Step Downs: Stand on the step with your weight on the affected leg. Your toes should point forward, knee rotated outwards. Slowly step down, concentrate on contracting VMO and controlling the movement. Return slowly to the starting position and repeat.

Theraband Start with the theraband around the knee, rotate the leg outwards and away from the other leg. In the lying or sitting position, place the theraband around the ankle and slowly bend knee against the resistance of theraband before returning to the resting position. In standing, perform the exercises below with the theraband around the unoperated leg. Use core stability with the VMO and hamstring muscles to control the position of the operated leg whilst moving the other leg. Keep stomach and buttock muscles tight to stabilise the pelvis when performing these exercises.

Balance work and proprioception
Balance on operated leg, ensure all the muscles around the hip and thigh are contracting.
As above but maintain balance while moving arms.
Balance with eyes closed.

Wobble board: When confident standing on one leg with eyes closed, progress to the wobble board. Start with two legs on the board, evenly spaced. Rock the board backwards and forwards and side to side.
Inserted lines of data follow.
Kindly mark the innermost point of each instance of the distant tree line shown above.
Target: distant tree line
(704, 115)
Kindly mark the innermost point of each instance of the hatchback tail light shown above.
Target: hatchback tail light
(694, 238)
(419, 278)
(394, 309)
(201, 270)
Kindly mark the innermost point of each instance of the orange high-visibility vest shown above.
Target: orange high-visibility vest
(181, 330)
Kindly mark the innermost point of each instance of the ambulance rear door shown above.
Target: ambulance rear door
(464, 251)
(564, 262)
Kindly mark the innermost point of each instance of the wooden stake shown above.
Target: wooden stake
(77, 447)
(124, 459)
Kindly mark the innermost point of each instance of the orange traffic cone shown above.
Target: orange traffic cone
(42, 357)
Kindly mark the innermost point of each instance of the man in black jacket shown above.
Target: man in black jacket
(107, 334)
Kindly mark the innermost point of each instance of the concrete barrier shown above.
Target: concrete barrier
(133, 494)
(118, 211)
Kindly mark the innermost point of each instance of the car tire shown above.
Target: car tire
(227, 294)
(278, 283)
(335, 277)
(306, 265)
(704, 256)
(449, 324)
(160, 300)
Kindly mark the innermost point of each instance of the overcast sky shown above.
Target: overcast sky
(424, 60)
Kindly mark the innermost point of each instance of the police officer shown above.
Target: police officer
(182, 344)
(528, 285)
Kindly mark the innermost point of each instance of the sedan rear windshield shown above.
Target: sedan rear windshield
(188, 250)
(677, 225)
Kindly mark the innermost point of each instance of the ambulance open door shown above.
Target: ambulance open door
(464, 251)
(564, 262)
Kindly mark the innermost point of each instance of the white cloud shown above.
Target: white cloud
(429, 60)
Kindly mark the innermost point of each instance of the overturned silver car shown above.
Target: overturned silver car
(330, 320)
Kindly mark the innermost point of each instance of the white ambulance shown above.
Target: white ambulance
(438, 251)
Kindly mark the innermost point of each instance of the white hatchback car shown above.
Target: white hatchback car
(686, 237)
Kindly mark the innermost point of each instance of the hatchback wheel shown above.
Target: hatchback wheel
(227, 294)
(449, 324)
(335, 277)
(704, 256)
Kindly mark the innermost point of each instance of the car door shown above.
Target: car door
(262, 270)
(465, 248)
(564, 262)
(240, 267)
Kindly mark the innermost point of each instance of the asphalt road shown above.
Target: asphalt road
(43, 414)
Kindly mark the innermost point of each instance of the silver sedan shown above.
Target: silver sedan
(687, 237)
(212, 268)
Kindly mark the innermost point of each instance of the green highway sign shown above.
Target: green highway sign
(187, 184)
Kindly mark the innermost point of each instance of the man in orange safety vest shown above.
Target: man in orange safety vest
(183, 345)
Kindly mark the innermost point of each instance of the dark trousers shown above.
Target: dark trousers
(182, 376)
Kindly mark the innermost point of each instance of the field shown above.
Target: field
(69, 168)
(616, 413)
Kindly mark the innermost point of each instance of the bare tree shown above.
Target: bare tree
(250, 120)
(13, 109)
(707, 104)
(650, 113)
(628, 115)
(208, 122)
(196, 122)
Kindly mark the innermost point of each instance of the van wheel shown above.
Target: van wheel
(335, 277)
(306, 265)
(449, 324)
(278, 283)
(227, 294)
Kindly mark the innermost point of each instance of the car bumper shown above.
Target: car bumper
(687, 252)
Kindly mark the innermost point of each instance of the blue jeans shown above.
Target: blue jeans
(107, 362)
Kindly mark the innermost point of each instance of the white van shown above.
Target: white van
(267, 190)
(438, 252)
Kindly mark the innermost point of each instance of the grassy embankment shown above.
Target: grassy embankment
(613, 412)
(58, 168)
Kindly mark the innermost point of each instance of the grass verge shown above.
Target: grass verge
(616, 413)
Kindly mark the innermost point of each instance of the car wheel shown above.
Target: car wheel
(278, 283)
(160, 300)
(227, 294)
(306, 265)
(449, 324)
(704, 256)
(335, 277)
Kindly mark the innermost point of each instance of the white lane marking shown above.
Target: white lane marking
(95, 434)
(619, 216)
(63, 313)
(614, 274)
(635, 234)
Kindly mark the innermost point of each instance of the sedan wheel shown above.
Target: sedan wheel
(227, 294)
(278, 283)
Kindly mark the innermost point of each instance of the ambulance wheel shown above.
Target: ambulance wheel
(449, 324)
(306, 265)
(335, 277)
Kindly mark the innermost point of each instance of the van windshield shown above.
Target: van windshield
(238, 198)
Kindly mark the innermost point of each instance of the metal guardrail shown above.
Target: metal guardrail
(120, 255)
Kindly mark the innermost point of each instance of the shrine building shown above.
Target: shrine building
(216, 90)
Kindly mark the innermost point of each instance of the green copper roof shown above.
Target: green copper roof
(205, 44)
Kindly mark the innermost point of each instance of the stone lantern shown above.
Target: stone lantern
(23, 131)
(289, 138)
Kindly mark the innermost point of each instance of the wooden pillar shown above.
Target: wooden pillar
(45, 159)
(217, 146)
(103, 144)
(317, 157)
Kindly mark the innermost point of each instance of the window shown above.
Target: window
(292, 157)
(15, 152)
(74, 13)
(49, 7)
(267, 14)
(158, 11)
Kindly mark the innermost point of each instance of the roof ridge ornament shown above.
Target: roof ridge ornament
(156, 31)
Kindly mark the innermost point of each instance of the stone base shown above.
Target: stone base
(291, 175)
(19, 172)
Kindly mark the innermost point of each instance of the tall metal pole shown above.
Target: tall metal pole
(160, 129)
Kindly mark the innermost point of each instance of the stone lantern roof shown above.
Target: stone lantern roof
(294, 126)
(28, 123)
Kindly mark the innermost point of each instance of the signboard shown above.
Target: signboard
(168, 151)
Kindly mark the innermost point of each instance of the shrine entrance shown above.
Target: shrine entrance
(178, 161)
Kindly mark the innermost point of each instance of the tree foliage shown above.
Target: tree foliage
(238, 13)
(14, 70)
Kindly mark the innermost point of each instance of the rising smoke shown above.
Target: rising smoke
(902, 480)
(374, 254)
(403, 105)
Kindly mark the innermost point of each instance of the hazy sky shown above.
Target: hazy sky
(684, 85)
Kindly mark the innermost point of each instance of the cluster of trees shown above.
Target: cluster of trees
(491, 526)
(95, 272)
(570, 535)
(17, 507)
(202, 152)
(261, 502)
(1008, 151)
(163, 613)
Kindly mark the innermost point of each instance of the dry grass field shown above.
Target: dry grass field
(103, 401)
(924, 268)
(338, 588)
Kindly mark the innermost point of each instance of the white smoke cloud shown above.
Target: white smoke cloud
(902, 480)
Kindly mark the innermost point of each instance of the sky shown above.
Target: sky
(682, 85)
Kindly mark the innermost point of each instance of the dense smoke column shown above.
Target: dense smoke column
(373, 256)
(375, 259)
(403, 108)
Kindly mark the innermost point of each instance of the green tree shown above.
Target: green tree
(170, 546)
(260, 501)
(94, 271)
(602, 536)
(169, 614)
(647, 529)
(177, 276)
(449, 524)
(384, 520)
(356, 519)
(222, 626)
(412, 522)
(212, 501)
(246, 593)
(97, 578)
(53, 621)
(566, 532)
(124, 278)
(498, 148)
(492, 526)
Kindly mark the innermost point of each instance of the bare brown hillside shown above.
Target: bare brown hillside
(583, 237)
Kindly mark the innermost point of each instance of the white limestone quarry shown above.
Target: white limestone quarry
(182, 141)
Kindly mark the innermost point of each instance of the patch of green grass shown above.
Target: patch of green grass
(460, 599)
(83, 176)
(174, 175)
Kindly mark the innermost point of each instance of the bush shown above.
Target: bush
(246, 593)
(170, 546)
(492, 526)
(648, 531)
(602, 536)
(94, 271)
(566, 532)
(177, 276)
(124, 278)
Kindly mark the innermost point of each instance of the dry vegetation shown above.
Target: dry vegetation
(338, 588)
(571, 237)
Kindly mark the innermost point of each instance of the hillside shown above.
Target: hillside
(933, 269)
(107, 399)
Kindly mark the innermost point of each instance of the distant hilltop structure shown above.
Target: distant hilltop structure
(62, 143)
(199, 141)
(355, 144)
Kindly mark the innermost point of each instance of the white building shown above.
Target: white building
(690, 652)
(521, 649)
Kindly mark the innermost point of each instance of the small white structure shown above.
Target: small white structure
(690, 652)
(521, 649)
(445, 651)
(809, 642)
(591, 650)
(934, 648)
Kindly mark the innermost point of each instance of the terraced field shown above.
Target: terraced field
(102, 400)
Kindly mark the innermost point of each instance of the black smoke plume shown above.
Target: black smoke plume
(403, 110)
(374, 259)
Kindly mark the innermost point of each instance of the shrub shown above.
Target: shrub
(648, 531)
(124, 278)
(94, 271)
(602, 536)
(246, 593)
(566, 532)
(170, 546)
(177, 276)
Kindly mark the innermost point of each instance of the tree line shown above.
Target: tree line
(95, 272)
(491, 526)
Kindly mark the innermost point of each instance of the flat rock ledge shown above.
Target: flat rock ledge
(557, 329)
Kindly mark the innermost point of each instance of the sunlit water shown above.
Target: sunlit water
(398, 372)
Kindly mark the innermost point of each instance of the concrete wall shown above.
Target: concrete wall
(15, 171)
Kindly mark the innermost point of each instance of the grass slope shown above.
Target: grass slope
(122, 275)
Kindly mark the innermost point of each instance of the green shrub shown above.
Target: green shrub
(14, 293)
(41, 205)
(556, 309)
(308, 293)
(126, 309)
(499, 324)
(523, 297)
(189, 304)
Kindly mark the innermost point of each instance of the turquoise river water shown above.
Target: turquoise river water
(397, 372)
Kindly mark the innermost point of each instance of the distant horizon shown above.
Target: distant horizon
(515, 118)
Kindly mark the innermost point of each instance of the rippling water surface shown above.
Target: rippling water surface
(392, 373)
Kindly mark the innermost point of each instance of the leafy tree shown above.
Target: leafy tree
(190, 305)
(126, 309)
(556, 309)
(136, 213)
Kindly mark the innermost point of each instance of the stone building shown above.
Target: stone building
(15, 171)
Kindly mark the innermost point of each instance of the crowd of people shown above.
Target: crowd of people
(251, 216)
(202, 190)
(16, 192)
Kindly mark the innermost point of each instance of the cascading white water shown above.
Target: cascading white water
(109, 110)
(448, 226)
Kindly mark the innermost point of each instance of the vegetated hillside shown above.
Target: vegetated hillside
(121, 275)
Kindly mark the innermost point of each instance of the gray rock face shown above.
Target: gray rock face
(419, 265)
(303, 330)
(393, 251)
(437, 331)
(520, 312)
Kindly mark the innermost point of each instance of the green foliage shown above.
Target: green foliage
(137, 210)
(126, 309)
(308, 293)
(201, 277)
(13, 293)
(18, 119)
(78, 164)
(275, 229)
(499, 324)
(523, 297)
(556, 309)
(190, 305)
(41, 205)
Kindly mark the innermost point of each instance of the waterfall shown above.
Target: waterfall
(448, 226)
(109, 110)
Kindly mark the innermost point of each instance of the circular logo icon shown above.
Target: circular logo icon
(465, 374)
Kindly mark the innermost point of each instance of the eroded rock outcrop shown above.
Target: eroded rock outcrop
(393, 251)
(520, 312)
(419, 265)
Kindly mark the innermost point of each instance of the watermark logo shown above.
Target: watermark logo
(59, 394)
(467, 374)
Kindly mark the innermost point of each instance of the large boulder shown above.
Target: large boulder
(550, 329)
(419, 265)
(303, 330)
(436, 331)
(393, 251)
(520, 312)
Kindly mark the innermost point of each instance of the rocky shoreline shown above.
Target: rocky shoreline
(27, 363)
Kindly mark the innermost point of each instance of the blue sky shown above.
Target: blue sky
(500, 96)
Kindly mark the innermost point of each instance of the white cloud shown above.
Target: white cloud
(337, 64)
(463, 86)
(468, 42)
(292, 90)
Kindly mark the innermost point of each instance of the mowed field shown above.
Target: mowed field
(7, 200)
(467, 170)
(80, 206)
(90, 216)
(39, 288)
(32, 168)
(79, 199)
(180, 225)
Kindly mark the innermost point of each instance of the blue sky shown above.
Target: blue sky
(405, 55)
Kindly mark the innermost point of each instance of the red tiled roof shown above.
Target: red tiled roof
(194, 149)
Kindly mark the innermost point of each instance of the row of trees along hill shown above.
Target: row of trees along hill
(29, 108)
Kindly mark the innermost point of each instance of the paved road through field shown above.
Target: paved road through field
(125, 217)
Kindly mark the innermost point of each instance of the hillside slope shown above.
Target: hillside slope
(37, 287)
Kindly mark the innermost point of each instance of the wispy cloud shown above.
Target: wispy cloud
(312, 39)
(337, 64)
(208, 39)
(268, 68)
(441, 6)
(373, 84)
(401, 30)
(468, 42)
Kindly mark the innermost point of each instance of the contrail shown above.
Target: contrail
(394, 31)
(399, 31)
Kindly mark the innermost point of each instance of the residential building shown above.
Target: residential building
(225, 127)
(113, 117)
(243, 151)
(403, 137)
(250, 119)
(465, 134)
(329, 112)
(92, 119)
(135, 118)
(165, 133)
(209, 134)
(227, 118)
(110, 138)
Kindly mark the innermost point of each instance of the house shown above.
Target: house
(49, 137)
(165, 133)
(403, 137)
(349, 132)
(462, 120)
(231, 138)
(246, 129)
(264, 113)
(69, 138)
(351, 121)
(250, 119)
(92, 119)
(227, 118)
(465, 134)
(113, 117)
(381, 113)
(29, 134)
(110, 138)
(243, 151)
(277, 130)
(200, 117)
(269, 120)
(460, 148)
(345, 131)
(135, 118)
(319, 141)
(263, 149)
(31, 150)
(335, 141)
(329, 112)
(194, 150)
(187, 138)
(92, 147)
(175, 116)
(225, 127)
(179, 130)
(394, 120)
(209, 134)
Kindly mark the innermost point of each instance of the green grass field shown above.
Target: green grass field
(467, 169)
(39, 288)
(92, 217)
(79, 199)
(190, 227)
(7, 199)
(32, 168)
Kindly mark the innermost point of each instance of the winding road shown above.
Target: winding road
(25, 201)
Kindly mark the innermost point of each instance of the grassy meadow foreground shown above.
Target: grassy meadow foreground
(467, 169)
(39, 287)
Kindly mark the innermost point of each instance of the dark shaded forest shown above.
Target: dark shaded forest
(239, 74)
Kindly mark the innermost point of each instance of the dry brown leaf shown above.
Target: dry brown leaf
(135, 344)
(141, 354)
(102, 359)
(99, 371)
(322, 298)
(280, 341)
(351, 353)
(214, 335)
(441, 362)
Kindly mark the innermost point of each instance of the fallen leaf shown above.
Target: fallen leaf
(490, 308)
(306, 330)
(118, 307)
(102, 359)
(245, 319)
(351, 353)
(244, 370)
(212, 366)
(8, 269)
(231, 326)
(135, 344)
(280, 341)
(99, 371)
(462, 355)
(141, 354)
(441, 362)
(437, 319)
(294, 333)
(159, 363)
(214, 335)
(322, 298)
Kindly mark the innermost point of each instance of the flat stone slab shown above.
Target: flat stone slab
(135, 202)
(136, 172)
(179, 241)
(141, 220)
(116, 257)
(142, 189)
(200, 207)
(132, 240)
Attempt to balance with the rim off the ground.

Pilates ball: Sitting on a large pilates ball up against a wall with your knees bent and both feet firmly on the ground. Move the ball with your bottom using both legs to control the movement in a circle to the left and right. When confident do the same exercise holding the good leg off the floor. Alternately move the ball away from the wall and undertake the same exercises.

Abdominals: The stomach muscles are important as stabilisers in every lower limb activity. It is important to start controlled abdominal exercises. Lying on your back, hip and knees bent up to 90°. Gently raise your head and neck off the floor, your mid to lower back should remain in contract with the floor.

Static bicycle: Use initially with a high seat and no resistance for short durations. Once the leg can be circumducted on the peddle the seat can be progressively lowered to promote more knee bend. If the exercise can be undertaken without pain and swelling then progressively longer periods and greater resistance may be used.

Hydrotherapy: Pool exercises can be undertaken from 2 weeks provided the sutures have been removed and the wound is dry and sealed, there are safe steps for entry and exit from the pool and if only gentle hydrotherapy movements are used. Swimming is not included until phase three.

Criteria for progression to stage three:
Pain free, minimal use of analgesia and no swelling
Full range of movement from full extension to 120
Full muscle control throughout functional activities.
Normal full weight bearing gait without support or brace.

References:
Risberg et.al.(2004),
Shelbourne et.al.(1999),
Beynnon et.al. (1997),
Morrissey et.al. (2000),
Steinkamp et.al.(1993),
Heller et.al.(2003),
Ross et.al.(2001),
Synder-Mackler et.al.(1995), O’Neill (1996)

STAGE THREE – Weeks 4 – 12

The aims of Stage Three treatment is:
To use NSAID’s occasionally to facilitate rehabilitation and control reactive swelling.
To achieve a full range of knee flexion to full squatting position.
To return to all daily activities, walking, driving, housework and gardening. Return to putting and chipping at golf.
To return to more active work including light manual work and work on uneven surfaces.
To return to a function weight bearing open and closed chain exercise program.
To promote a return to a regular gym-strengthening program, with local and general muscular strengthening and initiate sports specific conditioning.
Prepare for jogging programme by increasing strength and stability

Stage Three: weeks 4 – 12

Aims: Pain and swelling control
Treatment: Intermittent cryocuff / ice, Compressive tubigrip bandage for exercise. Risk of swelling with load and exercise progression controlled with NSAID’s, Use pain and swelling as a guide to progression of rehabilitation

Aims: Improve muscle strength
Treatment: Progress with static cycling, strengthening exercises, gym weights
controlled rotational stresses, endurance

Aims: Maintain full range of movement
Treatment: Continue static cycling program, Continue bottom slides and squat exercises. Continue full knee extension stretches.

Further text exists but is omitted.